2. 『クリティカル・ワード ゲームスタディーズ』全体についてのコメント
🐫 本のコンセプトと編者としての感想
吉田さんによる「まえがき」にだいたいのことは書いてある。
フィルムアート社の「クリティカル・ワード」シリーズの本はすでに何冊か出ているが、本ごとにけっこう特徴がバラバラ。なので、ゲームスタディーズの本を新たに作るにあたって、その分野の特徴に即した独自性を出そうという方向になった。
『クリティカル・ワード ゲームスタディーズ(以下『CW:GS』と略)』の独自性
(a) 第1部は、同じトピックについて複数の書き手(編者)がそれぞれの見解を書くというスタイルをとった。
このスタイルは他では見ない試みで、それなりに目論見が成功したのではないかと思う。
否定的な意見(初学者からすると入門以前に話題が取っ散らかってしまう的な)も目にしたが、気にしていない。
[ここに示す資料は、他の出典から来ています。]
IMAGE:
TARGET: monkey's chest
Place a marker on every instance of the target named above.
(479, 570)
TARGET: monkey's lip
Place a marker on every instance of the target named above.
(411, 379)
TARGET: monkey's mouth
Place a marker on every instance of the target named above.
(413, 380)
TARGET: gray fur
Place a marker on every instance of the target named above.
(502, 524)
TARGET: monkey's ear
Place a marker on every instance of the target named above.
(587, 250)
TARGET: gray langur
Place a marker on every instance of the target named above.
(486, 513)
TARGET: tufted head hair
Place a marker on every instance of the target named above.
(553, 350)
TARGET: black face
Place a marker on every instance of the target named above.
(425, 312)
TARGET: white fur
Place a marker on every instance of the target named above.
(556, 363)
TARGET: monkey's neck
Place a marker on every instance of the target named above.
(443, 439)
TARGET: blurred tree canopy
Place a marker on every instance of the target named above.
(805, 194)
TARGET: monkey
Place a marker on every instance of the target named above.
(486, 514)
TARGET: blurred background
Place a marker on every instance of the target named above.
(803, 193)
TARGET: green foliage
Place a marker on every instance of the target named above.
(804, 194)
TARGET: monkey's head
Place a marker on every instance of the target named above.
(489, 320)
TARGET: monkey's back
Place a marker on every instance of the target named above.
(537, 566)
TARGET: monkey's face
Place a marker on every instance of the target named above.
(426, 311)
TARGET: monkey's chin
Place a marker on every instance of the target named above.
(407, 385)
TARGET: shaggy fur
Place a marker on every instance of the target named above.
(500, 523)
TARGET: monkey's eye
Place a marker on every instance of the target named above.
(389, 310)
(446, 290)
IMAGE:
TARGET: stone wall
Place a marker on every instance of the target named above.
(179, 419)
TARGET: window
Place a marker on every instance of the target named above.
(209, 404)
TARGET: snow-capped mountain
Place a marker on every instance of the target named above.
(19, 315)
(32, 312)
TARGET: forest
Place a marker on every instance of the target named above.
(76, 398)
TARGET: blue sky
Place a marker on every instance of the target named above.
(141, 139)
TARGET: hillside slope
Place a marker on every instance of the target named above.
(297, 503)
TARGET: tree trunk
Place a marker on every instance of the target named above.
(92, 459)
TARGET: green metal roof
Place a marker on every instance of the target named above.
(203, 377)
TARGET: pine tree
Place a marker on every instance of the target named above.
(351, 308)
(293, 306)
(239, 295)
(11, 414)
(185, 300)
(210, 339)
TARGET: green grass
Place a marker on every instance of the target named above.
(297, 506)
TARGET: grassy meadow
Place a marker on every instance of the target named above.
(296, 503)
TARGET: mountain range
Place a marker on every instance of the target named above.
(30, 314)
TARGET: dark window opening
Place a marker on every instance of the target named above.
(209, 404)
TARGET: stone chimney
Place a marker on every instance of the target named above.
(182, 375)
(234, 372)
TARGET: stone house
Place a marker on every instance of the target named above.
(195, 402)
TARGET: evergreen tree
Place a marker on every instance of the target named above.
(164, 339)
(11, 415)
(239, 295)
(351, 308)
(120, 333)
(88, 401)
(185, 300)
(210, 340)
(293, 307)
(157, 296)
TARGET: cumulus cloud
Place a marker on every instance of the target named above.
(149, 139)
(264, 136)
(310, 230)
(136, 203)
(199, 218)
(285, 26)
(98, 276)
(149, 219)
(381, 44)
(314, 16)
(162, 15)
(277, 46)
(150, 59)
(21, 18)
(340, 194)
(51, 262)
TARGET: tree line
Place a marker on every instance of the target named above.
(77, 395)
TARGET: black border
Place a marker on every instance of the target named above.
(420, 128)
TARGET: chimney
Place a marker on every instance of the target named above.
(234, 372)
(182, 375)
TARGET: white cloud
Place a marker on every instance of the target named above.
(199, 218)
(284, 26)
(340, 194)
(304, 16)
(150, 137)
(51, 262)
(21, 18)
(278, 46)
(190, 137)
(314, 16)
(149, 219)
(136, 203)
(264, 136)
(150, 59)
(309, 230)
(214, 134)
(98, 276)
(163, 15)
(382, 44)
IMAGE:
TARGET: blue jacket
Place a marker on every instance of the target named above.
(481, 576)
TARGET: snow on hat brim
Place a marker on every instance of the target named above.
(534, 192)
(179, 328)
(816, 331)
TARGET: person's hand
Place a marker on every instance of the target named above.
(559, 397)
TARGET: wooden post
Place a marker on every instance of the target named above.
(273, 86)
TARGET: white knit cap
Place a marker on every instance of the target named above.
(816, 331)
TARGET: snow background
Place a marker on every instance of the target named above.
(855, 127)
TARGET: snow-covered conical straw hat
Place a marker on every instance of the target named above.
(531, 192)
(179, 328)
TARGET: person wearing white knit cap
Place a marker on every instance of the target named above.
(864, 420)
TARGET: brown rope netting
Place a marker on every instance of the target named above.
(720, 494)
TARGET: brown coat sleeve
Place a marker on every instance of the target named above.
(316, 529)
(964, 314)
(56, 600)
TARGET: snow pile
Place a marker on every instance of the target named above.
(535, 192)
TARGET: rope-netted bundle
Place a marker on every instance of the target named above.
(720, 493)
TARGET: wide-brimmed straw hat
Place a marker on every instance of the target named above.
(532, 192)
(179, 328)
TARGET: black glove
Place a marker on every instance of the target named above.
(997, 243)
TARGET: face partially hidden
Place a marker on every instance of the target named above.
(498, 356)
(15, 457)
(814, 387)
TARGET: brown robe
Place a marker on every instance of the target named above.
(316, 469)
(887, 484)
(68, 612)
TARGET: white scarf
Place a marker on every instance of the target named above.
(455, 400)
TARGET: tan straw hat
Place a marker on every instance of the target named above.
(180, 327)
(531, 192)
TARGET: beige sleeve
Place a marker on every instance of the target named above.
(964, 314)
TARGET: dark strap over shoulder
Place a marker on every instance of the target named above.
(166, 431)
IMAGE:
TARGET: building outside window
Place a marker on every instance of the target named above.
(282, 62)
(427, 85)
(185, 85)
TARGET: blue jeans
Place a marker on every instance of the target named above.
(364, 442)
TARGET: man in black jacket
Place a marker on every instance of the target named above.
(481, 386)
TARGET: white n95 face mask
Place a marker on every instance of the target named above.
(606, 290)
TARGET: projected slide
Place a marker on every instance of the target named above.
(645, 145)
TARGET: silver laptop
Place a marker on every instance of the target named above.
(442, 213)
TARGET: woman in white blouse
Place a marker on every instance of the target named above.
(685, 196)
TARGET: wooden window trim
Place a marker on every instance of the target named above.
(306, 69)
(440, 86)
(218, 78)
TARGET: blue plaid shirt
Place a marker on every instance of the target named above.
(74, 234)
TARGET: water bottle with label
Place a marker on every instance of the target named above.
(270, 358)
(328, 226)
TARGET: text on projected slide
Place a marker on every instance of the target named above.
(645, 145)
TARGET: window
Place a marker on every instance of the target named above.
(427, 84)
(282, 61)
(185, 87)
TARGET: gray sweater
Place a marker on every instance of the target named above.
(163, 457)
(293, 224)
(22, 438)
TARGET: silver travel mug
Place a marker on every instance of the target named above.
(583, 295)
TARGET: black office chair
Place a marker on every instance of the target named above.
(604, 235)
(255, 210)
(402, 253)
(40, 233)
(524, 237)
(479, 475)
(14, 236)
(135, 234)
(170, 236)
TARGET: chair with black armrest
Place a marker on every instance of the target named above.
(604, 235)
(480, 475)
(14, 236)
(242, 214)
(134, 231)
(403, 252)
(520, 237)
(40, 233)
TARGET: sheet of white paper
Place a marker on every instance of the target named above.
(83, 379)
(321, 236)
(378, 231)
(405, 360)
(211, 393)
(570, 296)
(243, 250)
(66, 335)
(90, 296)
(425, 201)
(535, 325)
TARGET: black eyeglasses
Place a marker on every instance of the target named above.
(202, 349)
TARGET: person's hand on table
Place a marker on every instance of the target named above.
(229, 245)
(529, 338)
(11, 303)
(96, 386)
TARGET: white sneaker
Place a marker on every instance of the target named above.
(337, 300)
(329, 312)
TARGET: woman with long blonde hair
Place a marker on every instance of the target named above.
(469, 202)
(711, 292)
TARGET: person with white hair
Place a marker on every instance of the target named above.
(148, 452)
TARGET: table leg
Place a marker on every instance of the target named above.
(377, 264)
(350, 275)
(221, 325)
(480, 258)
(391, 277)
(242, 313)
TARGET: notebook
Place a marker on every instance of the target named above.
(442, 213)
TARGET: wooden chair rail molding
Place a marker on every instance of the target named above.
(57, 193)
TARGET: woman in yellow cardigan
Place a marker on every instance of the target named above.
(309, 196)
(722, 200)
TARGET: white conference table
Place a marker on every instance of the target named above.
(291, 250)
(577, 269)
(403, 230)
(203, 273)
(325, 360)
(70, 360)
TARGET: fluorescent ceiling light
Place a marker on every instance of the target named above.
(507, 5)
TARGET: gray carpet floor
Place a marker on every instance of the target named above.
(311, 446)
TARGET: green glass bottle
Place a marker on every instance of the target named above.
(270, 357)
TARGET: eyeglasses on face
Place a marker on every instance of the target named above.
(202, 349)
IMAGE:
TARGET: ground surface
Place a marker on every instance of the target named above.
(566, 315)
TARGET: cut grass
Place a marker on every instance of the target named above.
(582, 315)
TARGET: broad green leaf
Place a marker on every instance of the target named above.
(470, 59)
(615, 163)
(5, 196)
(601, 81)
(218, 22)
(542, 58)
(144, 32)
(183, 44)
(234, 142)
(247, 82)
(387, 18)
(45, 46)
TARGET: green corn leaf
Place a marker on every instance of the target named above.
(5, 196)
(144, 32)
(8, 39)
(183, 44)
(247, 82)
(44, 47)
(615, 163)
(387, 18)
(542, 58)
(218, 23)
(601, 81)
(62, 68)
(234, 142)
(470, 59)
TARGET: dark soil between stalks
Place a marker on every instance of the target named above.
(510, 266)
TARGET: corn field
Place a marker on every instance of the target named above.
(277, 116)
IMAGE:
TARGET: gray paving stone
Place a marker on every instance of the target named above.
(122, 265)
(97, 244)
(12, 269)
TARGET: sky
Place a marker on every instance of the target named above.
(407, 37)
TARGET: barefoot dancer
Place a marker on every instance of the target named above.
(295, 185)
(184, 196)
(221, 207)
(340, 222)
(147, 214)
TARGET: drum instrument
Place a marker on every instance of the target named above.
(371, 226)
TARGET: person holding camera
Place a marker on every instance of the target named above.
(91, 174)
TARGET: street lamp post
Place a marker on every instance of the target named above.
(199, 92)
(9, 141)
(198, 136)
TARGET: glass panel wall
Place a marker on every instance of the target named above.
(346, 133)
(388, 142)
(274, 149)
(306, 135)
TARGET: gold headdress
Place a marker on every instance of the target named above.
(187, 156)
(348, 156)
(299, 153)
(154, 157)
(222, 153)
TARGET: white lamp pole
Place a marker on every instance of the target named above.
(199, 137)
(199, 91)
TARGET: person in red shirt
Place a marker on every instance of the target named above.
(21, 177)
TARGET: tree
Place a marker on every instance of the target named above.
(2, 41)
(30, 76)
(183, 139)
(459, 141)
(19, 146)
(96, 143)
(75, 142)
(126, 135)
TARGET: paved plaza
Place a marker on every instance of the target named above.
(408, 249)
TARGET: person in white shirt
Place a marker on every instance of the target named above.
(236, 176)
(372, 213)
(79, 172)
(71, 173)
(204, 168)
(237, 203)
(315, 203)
ルドロジーvsナラトロジー論争やゲームの定義、言語による「ゲーム」を意味する語の射程など界隈の主要トピックがどんなものかということはわかったが、同じ項目をを複数の著者が執筆するという他ではみない取り組みが多面性、多層性を体現するというコンセプトは素晴らしいのだけれども初学者には足場を築く前に延々と拡散し続けるので読んでてしんどかった。
https://booklog.jp/users/meirin213/archives/1/4845921456
ちなみに、松永は当初は他の項目についても書く予定だったが、原稿書けない病のおかげで「ルール」「フィクション」「人工物」の3つだけになった。「人工物」は一番気合いが入っている。
(b) 第3部は、ゲームスタディーズの古典と呼べる文献を、その文献に詳しい人が一定の分量で紹介するというパート。
これもひいき目抜きにして、かなり成功しているのではないかと思う。ゲームスタディーズの初学者は、とりあえずこのパートに目を通してから有名な文献をがんばって読むかどうかを判断してもらえばよい。
小林編『デジタルゲーム研究入門』にも似たようなパートがあるが、それよりも分量が多く、内容が濃く、また古典と呼ぶに相応しい重要文献を取り上げているという点で、『CW:GS』の際立った独自性がある。
第3部での松永の担当は、カイヨワ本、ユール本、タヴィナー本。当初はスーツ本も担当予定だったが、原稿書けない病により、吉田さんに代わってもらった(申し訳なかった)。
(c) 第2部は、編者を含めたその道の専門家が、ゲームやビデオゲーム文化に関わるいろいろな事柄について2~4ページ程度で説明するというパート。
このパートは、「クリティカル・ワード」シリーズの他の本とおおむね同じ作りになっており、際立った独自性はない。よくある中項目~大項目主義の辞典の項目に近い。
クオリティは項目ごとにまちまちだが、いろいろな視点を盛り込めてよかったとは思う。
第2部にも松永担当の項目がある予定だったが、上記と同じ理由で項目自体がボツになった。
書く予定だった項目は「ジャンル」。ビデオゲームジャンルは他の芸術ジャンルと比べてどういう独特さを持つかという話と、ビデオゲームジャンルに注目する歴史記述のひとつアプローチとしてユールの議論を紹介するという感じの内容の予定だったと思う(記憶があやふや)。
※ローグライクのベルリン解釈が大好きなので、その話もちょっと混ぜたかった、
先の「言葉・概念・事柄」の区別に即して言えば、第2部の多くの項目がそれらを明確には区別していない文章になっているとは思う。編者としてその点に細かくつっこむことはしなかったが、「言葉・概念・事柄」の区別という点で不十分さを感じる項目は少なからずある。
※第2部については、その他にもいろいろな意味での難しさがあったが(どういう項目を立てるか、誰に頼むか、クオリティコントロールをどうするか、etc.)、面白い話でもないのでここでは説明しないでおく。